Will the Real Rural Library Please Stand Up?

By Louise Greene, ARSL Board Member and Secretary

Recently I was in a discussion with fellow students in the PEARL Project about the definition of ‘rural’. One of them told me the library director in a city of 190,000 residents considered them ‘rural’. That’s strange. Or is it?

You see, I was arguing for a definition of rural that included state of mind rather than one used by the Census Bureau or the Department of Agriculture that is exclusively about population size.  IMLS (Institute of Museum and Library Services) also defines rural according to population size but adds distance to the definition. Last year at the ARSL annual conference in Raleigh, N.C., Susan Hildreth, Director of the IMLS, gave a presentation showing that rural libraries (47% of all public libraries) were broken down into three separate categories: fringe rural, distant rural, and remote rural.

My fellow student raised a very good question: what about attitude, or the perspective from within the library or the community? Two small communities of the same size and equally distant from a metro area may have totally different attitudes. One can be a corporate bedroom community with many amenities; the other may have no corporate character or amenities. Yet both may have libraries. Does anyone want to hazard a guess as to which of these community libraries consider themselves ‘the real rural library’?

Now how about that library in the city of 200,000?  Being 2-4 hours away on the interstate from any place even close to the same size can sure feel remote…..

What do you think? Post your comments below!

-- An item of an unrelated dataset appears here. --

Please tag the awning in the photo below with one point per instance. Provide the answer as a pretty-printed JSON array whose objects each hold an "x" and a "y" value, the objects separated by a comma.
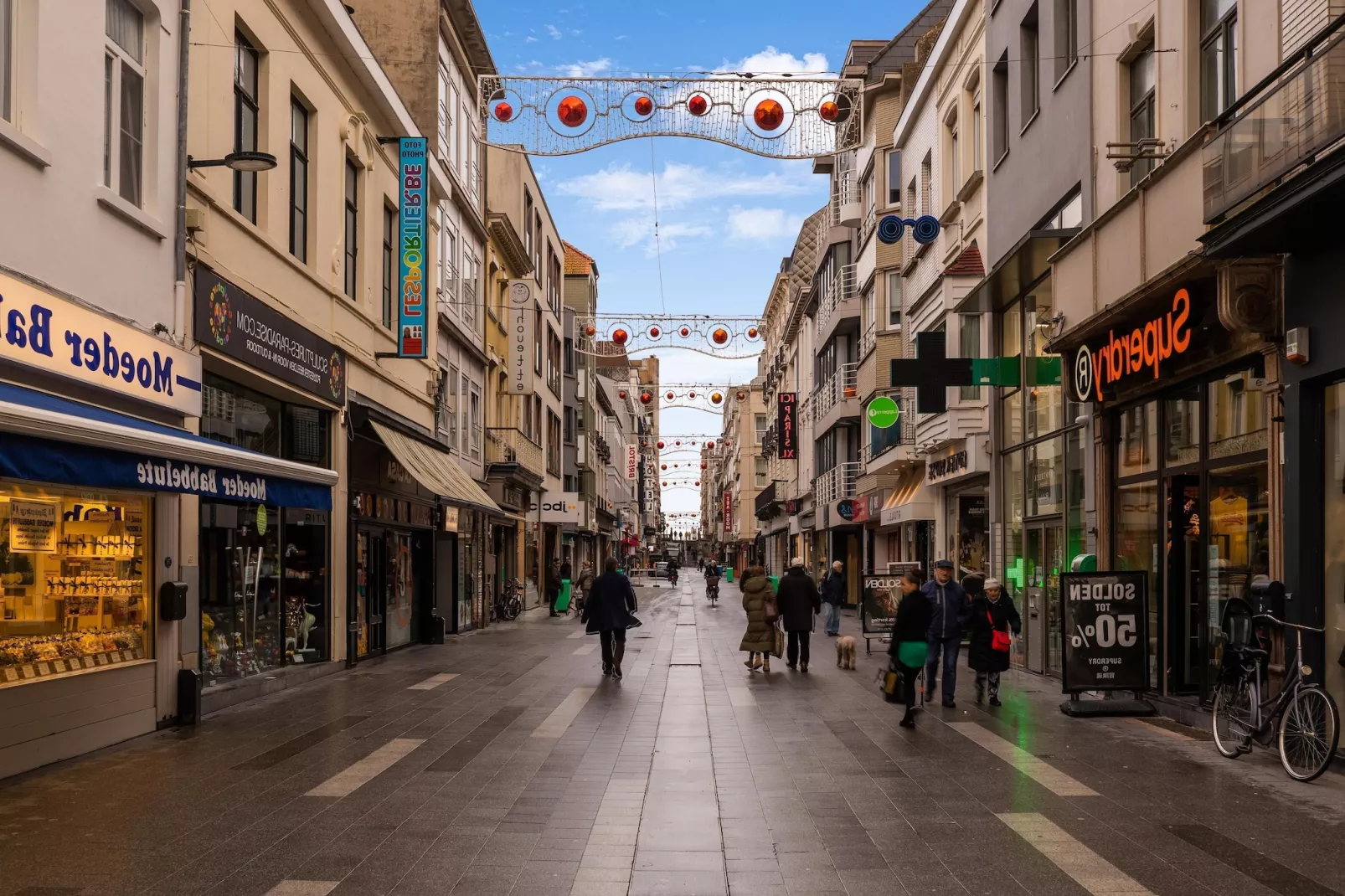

3 Responses to “Will the Real Rural Library Please Stand Up?”

  1. RoseAleta says:

    Great job! Louise!

  2. Jacqulyn says:

    Conundrum…..” the chicken or the egg”….Defining rural will always be a debate. I think it is important to understand libraries need support at all levels. We should not exclude a library if they view themselves as rural and they do not meet our personal definition. All libraries add to the CONVERSATION and that is IMPORTANT. Rural, small libraries need the forum that ARSL provides. Keep up the good work.

  3. Linda says:

    I think there’s a distinct difference between being “geographically” rural and a rural service library. Our library, for example, is considered rural under all the applicable surveys and we cater to a small town composed of mostly farm workers or “ma and pa” family owned businesses. About 20 miles away (still geographically “rural”) another library exists that was absorbed into a much larger, well financed state library system. This library tends to serve a completely different population than ours, despite sharing the same geographic designation. I believe that taking into consideration the type of population serviced is vital to the assessment of rural vs. urban. Unlike mindset which isn’t necessarily quantifiable, service certainly is. Where our library may offer classes in food preservation, basic computing skills, and hunting certifications the other example library offers classes in yoga, current fashion showcases and iPad app development…two distinct libraries in the same geographic “rural” designation but catering to completely different service needs. It all boils down to knowing your patrons and they need/want and providing that to them. Rural service as opposed to geographically rural is a much more specific designation, yes, but one that helps librarians isolate the type of patron services and needs for their particular library.